The defaults object allows setting default parameters for each tool:

#### Generate Tool Defaults

Option	Type	Description
`defaults.generate.aspectRatio`	string	Default aspect ratio: `1:1`, `16:9`, `9:16`, `3:2`, `2:3`, `4:3`, `3:4`, `21:9`
`defaults.generate.resolution`	string	Default resolution: `1K`, `2K`, `4K`

#### Process Tool Defaults

Option	Type	Description
`defaults.process.removeBackground`	object	Default background removal settings
`defaults.process.trim`	boolean	Default trim setting
`defaults.process.format`	string	Default output format: `png`, `jpeg`, `webp`
`defaults.process.quality`	number	Default quality (1-100)
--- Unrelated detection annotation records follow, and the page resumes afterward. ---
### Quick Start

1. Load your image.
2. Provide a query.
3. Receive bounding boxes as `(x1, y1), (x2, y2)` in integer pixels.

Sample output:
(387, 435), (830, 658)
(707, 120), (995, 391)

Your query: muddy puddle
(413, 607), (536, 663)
Creating a Configuration File

Automatic Initialization

The easiest way to create a configuration file is using the --init flag:

npx @jimothy-snicket/gemini-image-mcp --init

This creates ~/.gemini-image-mcp.json with all defaults and inline documentation.

Local Configuration

To create a local configuration file in the current working directory:

npx @jimothy-snicket/gemini-image-mcp --init --local

This creates .gemini-image-mcp.json in the CWD, which takes precedence over the global config.

Deep Merge Behavior

The configuration system uses deep merging for nested objects. This means you can specify only the settings you want to change, and the rest will inherit from the underlying defaults. Source: CHANGELOG.md

Example: Partial Configuration

{
  "logLevel": "debug",
  "defaults": {
    "generate": {
      "aspectRatio": "16:9"
    }
  }
}

This configuration only overrides logLevel and the generate.aspectRatio, while all other settings retain their defaults.

Security Features

API Key Protection

The configuration system explicitly rejects API keys found in config files with a warning:

[config] WARNING: "apiKey" found in ~/.gemini-image-mcp.json — API keys must not be in config files. Stripped.
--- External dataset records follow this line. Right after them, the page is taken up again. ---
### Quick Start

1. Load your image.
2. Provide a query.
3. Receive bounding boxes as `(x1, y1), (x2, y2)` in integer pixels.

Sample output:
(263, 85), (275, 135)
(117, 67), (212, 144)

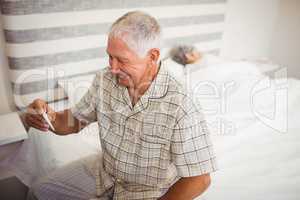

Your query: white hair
(109, 11), (162, 57)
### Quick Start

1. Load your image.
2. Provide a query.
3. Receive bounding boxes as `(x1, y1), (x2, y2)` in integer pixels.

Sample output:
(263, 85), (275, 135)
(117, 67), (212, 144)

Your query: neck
(128, 64), (159, 106)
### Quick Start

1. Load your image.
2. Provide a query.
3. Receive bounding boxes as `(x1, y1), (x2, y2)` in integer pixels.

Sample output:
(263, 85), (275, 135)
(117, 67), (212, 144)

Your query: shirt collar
(113, 61), (169, 110)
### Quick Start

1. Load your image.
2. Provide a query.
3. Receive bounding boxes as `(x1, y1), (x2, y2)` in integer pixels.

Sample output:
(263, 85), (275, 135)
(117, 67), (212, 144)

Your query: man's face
(106, 37), (151, 87)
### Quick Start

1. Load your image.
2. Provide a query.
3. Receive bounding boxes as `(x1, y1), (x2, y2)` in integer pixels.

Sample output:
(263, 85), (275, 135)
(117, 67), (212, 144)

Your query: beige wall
(270, 0), (300, 79)
(221, 0), (279, 59)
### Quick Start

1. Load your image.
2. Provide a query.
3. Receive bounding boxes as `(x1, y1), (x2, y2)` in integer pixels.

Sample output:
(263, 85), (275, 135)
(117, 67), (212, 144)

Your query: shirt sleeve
(171, 96), (217, 177)
(71, 74), (100, 124)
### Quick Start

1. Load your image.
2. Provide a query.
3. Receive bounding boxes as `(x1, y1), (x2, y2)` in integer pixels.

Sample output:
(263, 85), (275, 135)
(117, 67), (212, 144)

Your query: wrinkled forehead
(106, 37), (136, 57)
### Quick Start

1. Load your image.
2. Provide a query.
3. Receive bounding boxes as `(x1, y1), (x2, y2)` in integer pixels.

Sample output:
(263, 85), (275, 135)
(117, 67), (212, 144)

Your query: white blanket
(2, 62), (300, 200)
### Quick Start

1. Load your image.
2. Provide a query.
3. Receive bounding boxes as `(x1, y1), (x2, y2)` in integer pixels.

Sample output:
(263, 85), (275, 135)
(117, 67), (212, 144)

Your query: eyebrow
(106, 50), (128, 61)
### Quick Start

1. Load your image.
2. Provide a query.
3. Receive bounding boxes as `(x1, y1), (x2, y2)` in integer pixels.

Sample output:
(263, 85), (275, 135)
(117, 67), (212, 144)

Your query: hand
(25, 99), (56, 132)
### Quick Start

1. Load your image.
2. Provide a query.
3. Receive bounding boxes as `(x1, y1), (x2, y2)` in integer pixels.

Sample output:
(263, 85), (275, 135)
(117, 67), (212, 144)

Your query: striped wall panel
(0, 0), (226, 108)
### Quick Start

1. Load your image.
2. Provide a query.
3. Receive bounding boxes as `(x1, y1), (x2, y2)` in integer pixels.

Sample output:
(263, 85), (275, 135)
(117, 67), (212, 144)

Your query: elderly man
(26, 11), (216, 200)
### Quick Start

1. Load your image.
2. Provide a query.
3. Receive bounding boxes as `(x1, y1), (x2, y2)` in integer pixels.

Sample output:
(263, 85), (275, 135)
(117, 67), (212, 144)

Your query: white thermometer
(42, 112), (55, 131)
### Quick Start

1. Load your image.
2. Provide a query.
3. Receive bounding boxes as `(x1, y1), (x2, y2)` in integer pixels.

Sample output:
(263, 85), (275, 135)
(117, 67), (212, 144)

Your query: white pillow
(58, 74), (95, 106)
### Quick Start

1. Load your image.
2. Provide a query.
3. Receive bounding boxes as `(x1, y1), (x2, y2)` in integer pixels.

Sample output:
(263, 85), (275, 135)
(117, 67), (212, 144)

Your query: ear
(148, 48), (160, 63)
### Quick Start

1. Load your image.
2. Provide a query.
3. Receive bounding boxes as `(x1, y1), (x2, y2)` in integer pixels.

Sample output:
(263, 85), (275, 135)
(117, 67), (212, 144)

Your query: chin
(118, 78), (129, 87)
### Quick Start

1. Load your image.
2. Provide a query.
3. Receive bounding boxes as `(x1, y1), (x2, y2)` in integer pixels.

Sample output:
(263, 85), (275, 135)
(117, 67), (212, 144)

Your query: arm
(159, 174), (210, 200)
(25, 99), (86, 135)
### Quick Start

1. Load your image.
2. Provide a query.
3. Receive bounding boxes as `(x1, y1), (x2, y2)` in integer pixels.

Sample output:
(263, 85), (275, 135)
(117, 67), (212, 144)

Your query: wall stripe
(6, 23), (223, 58)
(8, 32), (222, 69)
(12, 49), (218, 95)
(4, 14), (225, 43)
(10, 40), (222, 84)
(0, 0), (225, 15)
(0, 0), (226, 108)
(2, 4), (225, 30)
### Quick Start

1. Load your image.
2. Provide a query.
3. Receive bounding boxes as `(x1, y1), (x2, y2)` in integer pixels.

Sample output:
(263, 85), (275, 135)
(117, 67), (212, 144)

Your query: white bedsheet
(2, 62), (300, 200)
This prevents accidental commits of API credentials to repositories. Source: CHANGELOG.md

Prototype Pollution Guard

The deep merge implementation protects against prototype pollution attacks by explicitly blocking dangerous keys:

__proto__
constructor
prototype

If any of these keys are encountered during config merging, they are silently ignored. Source: CHANGELOG.md

Unknown Key Warnings

The system maintains a whitelist of known configuration keys. If an unknown key is found in a config file, a warning is logged and the key is dropped:

[config] WARNING: unknown key "someUnknownKey" in ~/.gemini-image-mcp.json — ignored.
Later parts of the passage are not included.